The host specifically wondered at Tesla owners finding disagreement with political positions or advertisers turning away from the social media platform, “because of some of the things you tweet.”

For roughly twelve seconds, the tech mogul left the host hanging with dead air before he replied, “You know, I’m reminded of — there’s a scene in ‘The Princess Bride’ — great movie — where he confronts the person who killed his father and he says, ‘offer me money, offer me power, I don’t care.'”

The reference to the 1987 film based off of William Goldman’s 1973 novel related to the character Inigo Montoya’s quest for revenge against the six-fingered man, Count Rugen. Ultimately, there was nothing the count could offer Montoya to stop him from righting the wrong that he had experienced.

Warning: Language

“So you just don’t care,” Faber offered in return, seemingly missing the point the billionaire was making.

To clarify, Musk added, “I’ll say what I want to say and if the consequence of that is losing money, so be it.”

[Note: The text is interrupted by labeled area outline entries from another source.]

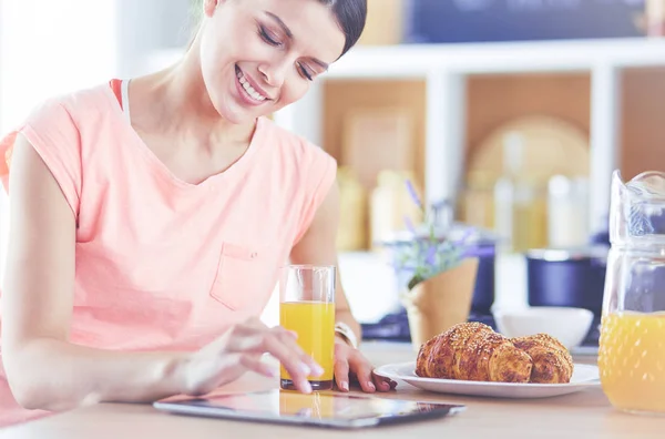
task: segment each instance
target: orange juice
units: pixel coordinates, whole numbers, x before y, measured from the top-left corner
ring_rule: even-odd
[[[665,415],[665,313],[604,316],[598,368],[614,407]]]
[[[325,372],[320,377],[308,377],[314,390],[332,388],[335,365],[335,303],[287,302],[279,304],[279,324],[298,334],[298,346],[318,363]],[[283,381],[290,381],[284,367]],[[283,386],[289,388],[288,384]]]

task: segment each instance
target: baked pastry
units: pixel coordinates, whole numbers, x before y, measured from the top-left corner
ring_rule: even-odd
[[[529,382],[531,357],[490,326],[462,323],[426,341],[416,375],[471,381]]]
[[[533,360],[530,382],[565,384],[573,376],[573,357],[556,338],[548,334],[512,338],[518,349]]]

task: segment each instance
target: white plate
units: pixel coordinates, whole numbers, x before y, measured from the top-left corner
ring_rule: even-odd
[[[411,386],[439,394],[471,395],[494,398],[548,398],[573,394],[591,386],[600,386],[598,368],[577,365],[569,384],[518,384],[464,381],[459,379],[421,378],[416,375],[416,363],[381,366],[376,374],[390,379],[401,379]]]

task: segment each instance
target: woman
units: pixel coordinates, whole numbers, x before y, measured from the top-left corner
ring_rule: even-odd
[[[204,0],[180,63],[49,100],[2,142],[4,423],[205,394],[272,375],[265,353],[310,391],[320,367],[256,317],[286,261],[336,264],[336,164],[265,116],[356,43],[366,8]],[[349,343],[359,326],[340,289],[336,310],[338,388],[390,390]]]

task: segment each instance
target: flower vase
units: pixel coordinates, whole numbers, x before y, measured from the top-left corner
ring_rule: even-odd
[[[467,258],[454,268],[420,282],[402,295],[411,344],[418,351],[430,338],[467,321],[471,312],[478,258]]]

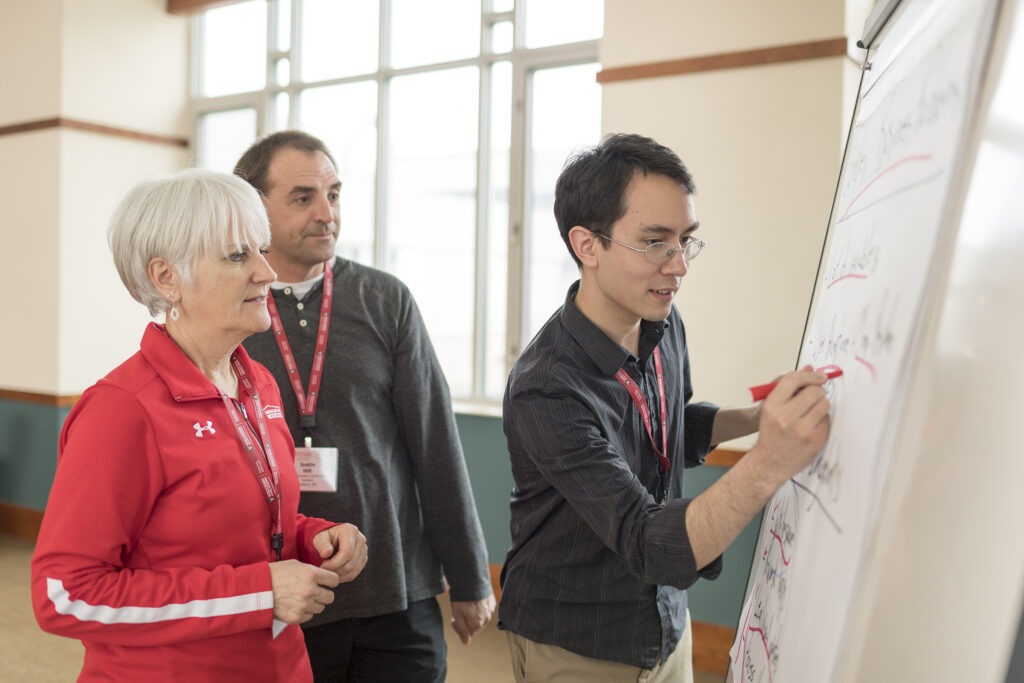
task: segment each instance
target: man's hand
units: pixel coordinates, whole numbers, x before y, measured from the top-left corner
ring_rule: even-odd
[[[352,524],[338,524],[313,537],[313,549],[324,559],[322,569],[333,571],[347,584],[367,565],[367,537]]]
[[[270,562],[273,617],[304,624],[334,602],[338,574],[298,560]]]
[[[476,633],[487,625],[495,613],[495,596],[473,602],[452,601],[452,628],[463,645],[468,645]]]
[[[778,483],[810,465],[828,438],[824,382],[825,377],[810,366],[787,373],[762,405],[756,450]]]

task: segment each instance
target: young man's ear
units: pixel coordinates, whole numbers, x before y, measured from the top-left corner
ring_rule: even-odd
[[[595,252],[598,249],[597,243],[600,241],[601,238],[597,237],[583,225],[577,225],[569,230],[569,244],[572,245],[572,251],[575,253],[577,258],[580,259],[580,262],[583,265],[596,265],[597,256],[595,255]]]

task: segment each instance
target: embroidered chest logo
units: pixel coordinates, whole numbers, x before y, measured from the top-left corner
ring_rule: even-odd
[[[196,436],[203,438],[203,432],[210,432],[210,435],[217,433],[217,430],[213,428],[213,420],[207,420],[205,425],[200,425],[196,423],[193,425],[193,429],[196,430]]]

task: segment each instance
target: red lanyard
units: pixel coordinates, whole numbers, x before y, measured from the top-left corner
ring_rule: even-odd
[[[669,473],[669,412],[666,410],[665,404],[665,374],[662,372],[662,354],[658,350],[654,349],[654,374],[657,377],[657,393],[662,399],[662,450],[657,450],[657,444],[654,443],[654,430],[651,428],[650,422],[650,408],[647,405],[647,399],[644,397],[643,392],[640,391],[640,387],[637,383],[626,373],[622,368],[615,373],[615,379],[618,383],[626,387],[626,390],[630,392],[630,397],[633,398],[633,402],[636,404],[637,410],[640,411],[640,417],[643,419],[643,424],[647,428],[647,437],[650,438],[650,447],[654,449],[654,453],[657,455],[657,462],[662,465],[662,473]]]
[[[321,299],[319,325],[316,326],[316,348],[313,355],[313,367],[309,370],[309,393],[306,394],[302,388],[302,378],[299,377],[299,368],[295,362],[295,354],[292,353],[292,346],[288,343],[288,335],[285,334],[285,326],[281,323],[281,313],[278,312],[278,304],[273,302],[273,295],[267,297],[266,308],[270,313],[270,325],[273,328],[273,338],[278,342],[278,349],[281,350],[281,358],[285,361],[285,369],[288,371],[288,379],[292,382],[292,389],[299,402],[299,426],[305,429],[312,429],[316,426],[316,399],[319,398],[319,383],[324,378],[324,357],[327,353],[327,336],[331,327],[331,304],[334,298],[334,273],[331,272],[331,263],[324,264],[324,295]]]
[[[285,546],[285,536],[281,525],[281,472],[278,469],[278,461],[273,457],[273,446],[270,444],[270,431],[266,427],[266,418],[263,417],[263,404],[260,402],[259,393],[256,391],[256,387],[253,386],[252,381],[250,381],[249,375],[246,373],[246,369],[242,366],[242,362],[239,361],[238,356],[231,356],[231,366],[234,368],[234,374],[239,377],[239,382],[245,387],[246,393],[253,401],[253,410],[256,412],[256,423],[259,425],[259,437],[262,442],[254,441],[252,436],[250,436],[252,426],[239,413],[234,401],[223,392],[221,392],[220,397],[224,401],[227,414],[231,416],[231,422],[234,423],[234,430],[238,432],[239,439],[245,447],[246,455],[249,456],[249,464],[252,465],[253,474],[256,475],[256,480],[259,482],[263,495],[266,497],[267,507],[270,508],[270,547],[273,549],[275,558],[280,560],[282,548]],[[249,428],[247,428],[247,425],[249,425]],[[266,458],[265,461],[260,457],[258,451],[262,452],[262,455]],[[267,469],[268,467],[269,469]]]

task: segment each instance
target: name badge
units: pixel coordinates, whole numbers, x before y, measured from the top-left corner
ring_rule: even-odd
[[[338,490],[338,449],[296,447],[295,471],[300,490]]]

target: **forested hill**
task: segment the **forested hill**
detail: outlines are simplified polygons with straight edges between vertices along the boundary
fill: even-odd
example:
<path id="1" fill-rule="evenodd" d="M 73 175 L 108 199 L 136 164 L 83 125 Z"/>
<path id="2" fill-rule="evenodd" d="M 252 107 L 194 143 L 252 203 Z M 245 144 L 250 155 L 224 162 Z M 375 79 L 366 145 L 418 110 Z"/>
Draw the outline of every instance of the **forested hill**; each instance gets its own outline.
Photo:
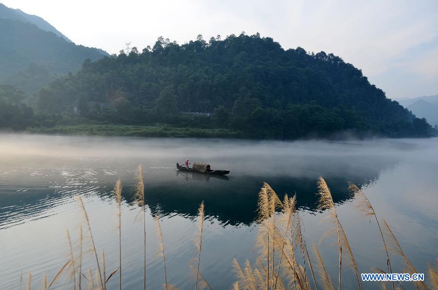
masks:
<path id="1" fill-rule="evenodd" d="M 351 130 L 426 136 L 431 127 L 371 85 L 339 57 L 270 37 L 201 36 L 180 45 L 160 37 L 142 52 L 85 62 L 41 89 L 40 109 L 110 123 L 226 128 L 253 137 L 293 139 Z M 112 102 L 90 112 L 87 102 Z M 114 109 L 115 108 L 115 109 Z M 183 112 L 213 113 L 209 116 Z"/>
<path id="2" fill-rule="evenodd" d="M 13 9 L 8 8 L 1 3 L 0 3 L 0 18 L 18 20 L 24 23 L 29 22 L 33 24 L 35 24 L 39 28 L 43 30 L 55 33 L 69 42 L 72 42 L 68 37 L 61 33 L 57 29 L 54 27 L 52 24 L 41 17 L 25 13 L 20 9 Z"/>
<path id="3" fill-rule="evenodd" d="M 0 3 L 0 85 L 18 87 L 29 94 L 81 68 L 87 58 L 109 55 L 76 45 L 43 19 Z"/>

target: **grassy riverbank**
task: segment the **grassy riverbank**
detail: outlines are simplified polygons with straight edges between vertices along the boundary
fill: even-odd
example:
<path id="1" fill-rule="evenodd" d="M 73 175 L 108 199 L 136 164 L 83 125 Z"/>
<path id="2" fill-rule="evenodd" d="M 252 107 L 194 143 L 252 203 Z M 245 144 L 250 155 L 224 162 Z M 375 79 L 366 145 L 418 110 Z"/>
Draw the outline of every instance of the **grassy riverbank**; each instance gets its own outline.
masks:
<path id="1" fill-rule="evenodd" d="M 29 133 L 62 135 L 127 136 L 142 137 L 242 138 L 243 132 L 228 129 L 178 128 L 166 126 L 140 126 L 115 125 L 57 126 L 50 127 L 29 127 Z"/>

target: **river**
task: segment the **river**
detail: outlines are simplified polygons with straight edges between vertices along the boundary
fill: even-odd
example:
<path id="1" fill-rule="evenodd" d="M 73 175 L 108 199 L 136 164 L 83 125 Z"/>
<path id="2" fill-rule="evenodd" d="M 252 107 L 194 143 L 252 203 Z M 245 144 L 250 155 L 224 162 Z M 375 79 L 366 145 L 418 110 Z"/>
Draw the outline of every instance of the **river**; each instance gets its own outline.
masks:
<path id="1" fill-rule="evenodd" d="M 208 163 L 228 169 L 226 177 L 179 172 L 176 162 Z M 123 187 L 122 243 L 123 286 L 143 289 L 142 225 L 134 220 L 135 173 L 143 166 L 146 185 L 146 282 L 164 283 L 163 261 L 153 217 L 163 230 L 168 282 L 194 288 L 189 264 L 195 257 L 193 240 L 198 208 L 204 201 L 206 221 L 201 270 L 214 289 L 235 281 L 232 260 L 254 261 L 258 224 L 258 193 L 263 181 L 280 197 L 296 193 L 297 206 L 309 247 L 318 245 L 329 274 L 337 284 L 337 248 L 321 241 L 330 227 L 326 211 L 316 208 L 316 181 L 324 177 L 331 190 L 339 219 L 359 272 L 386 269 L 385 254 L 375 220 L 363 218 L 348 182 L 361 187 L 380 219 L 390 226 L 405 254 L 420 272 L 438 258 L 438 139 L 374 139 L 339 142 L 69 137 L 0 135 L 0 288 L 39 289 L 69 259 L 68 229 L 78 251 L 79 226 L 86 228 L 76 196 L 82 196 L 96 247 L 105 250 L 109 273 L 118 266 L 117 206 L 112 193 Z M 89 250 L 91 241 L 84 241 Z M 311 252 L 311 251 L 310 251 Z M 310 253 L 311 259 L 315 257 Z M 96 269 L 93 256 L 83 261 L 83 272 Z M 393 261 L 393 262 L 392 262 Z M 403 264 L 394 256 L 393 272 Z M 85 269 L 85 270 L 84 270 Z M 426 273 L 426 278 L 427 274 Z M 354 288 L 355 276 L 346 268 L 344 287 Z M 118 287 L 118 274 L 108 289 Z M 73 287 L 63 272 L 51 289 Z M 84 278 L 82 283 L 88 281 Z M 406 289 L 412 285 L 403 284 Z M 365 289 L 380 287 L 364 282 Z"/>

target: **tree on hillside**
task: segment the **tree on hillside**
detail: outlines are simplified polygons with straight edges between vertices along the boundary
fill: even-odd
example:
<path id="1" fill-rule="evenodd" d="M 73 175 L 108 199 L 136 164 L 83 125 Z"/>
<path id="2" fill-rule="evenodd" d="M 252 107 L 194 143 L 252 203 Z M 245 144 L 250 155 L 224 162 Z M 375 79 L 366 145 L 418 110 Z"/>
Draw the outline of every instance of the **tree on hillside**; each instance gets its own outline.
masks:
<path id="1" fill-rule="evenodd" d="M 155 113 L 159 117 L 174 115 L 178 112 L 176 96 L 171 87 L 166 87 L 157 99 Z"/>

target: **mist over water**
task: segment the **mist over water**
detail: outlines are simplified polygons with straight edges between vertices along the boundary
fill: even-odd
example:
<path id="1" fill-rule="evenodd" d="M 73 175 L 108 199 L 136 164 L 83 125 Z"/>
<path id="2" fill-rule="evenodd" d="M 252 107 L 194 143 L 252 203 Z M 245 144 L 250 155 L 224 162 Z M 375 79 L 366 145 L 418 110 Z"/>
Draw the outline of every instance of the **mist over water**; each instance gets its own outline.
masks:
<path id="1" fill-rule="evenodd" d="M 178 172 L 176 163 L 187 159 L 231 172 L 226 177 Z M 234 281 L 232 258 L 243 263 L 256 254 L 254 220 L 263 181 L 280 197 L 296 193 L 304 236 L 311 245 L 319 242 L 328 226 L 321 222 L 327 213 L 316 210 L 316 179 L 323 176 L 360 272 L 384 269 L 384 252 L 376 225 L 355 209 L 348 181 L 365 190 L 420 272 L 438 257 L 437 139 L 280 142 L 2 134 L 0 285 L 19 287 L 22 270 L 25 278 L 32 271 L 32 284 L 38 286 L 44 273 L 49 279 L 56 274 L 68 258 L 65 228 L 75 239 L 78 236 L 78 195 L 86 202 L 98 251 L 105 250 L 107 272 L 116 268 L 116 206 L 111 191 L 120 178 L 124 284 L 142 289 L 143 234 L 141 225 L 134 222 L 138 209 L 132 198 L 139 163 L 146 183 L 150 289 L 164 282 L 162 261 L 156 254 L 155 214 L 162 223 L 169 283 L 180 289 L 194 287 L 188 263 L 194 257 L 195 218 L 202 200 L 207 220 L 201 271 L 213 289 L 228 288 Z M 330 241 L 318 247 L 329 274 L 336 277 L 336 267 L 331 267 L 337 265 L 336 254 Z M 84 262 L 87 271 L 95 268 L 90 257 Z M 349 270 L 343 275 L 346 287 L 355 285 Z M 112 278 L 110 288 L 117 283 Z M 66 277 L 56 283 L 60 288 L 73 285 Z M 364 284 L 365 289 L 376 286 Z"/>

Earlier in the discussion, when the host had brought up the idea of “conspiracy theories” the Tesla CEO noted, “Well, yes, but I mean honestly, you know some of these conspiracy theories have turned out to be true.”

For example he brought up the Hunter Biden laptop story, one of the focuses of the “Twitter Files” that exposed the manner in which certain content was suppressed and censored from the public.

As a counterpoint, Faber called out a recent comment from Musk that referred to progressive billionaire George Soros as reminding him of a Marvel Comics supervillain, “Soros reminds me of Magneto.”

Negative remarks about the dark money facilitator typically stray from the influence he wields to his ethnicity, and such was the case with Musk’s comparison as the fact was raised that, like the fictional Magneto, Soros had lived through the Holocaust.

One defense of Soros brought up “good intentions” that Musk countered by tweeting, “You assume they are good intentions. They are not. He wants to erode the very fabric of civilizations. Soros hates humanity.”

He continued to laugh at the exchange as he told Faber people should “make a federal case out of it.”

Faber made one more attempt to single out a detrimental tweet from Musk and brought up his comments on the murderer responsible for the death of eight people at an outlet mall outside Dallas. “Ok, but, I mean, when you link to somebody who’s talking about the guy who killed children in a mall in Allen, Texas, and you say something like it might be a bad psyop, I’m not quite sure what you meant.”

“In that particular case…obviously the people were killed, but it was, I think, incorrectly ascribed to be a white supremacist action and the evidence for that was some obscure Russian website that no one has ever heard of, that had no followers, and the company that found this is Bellingcat. And do you know what Bellingcat does?” Musk asked rhetorically. “Psyops.”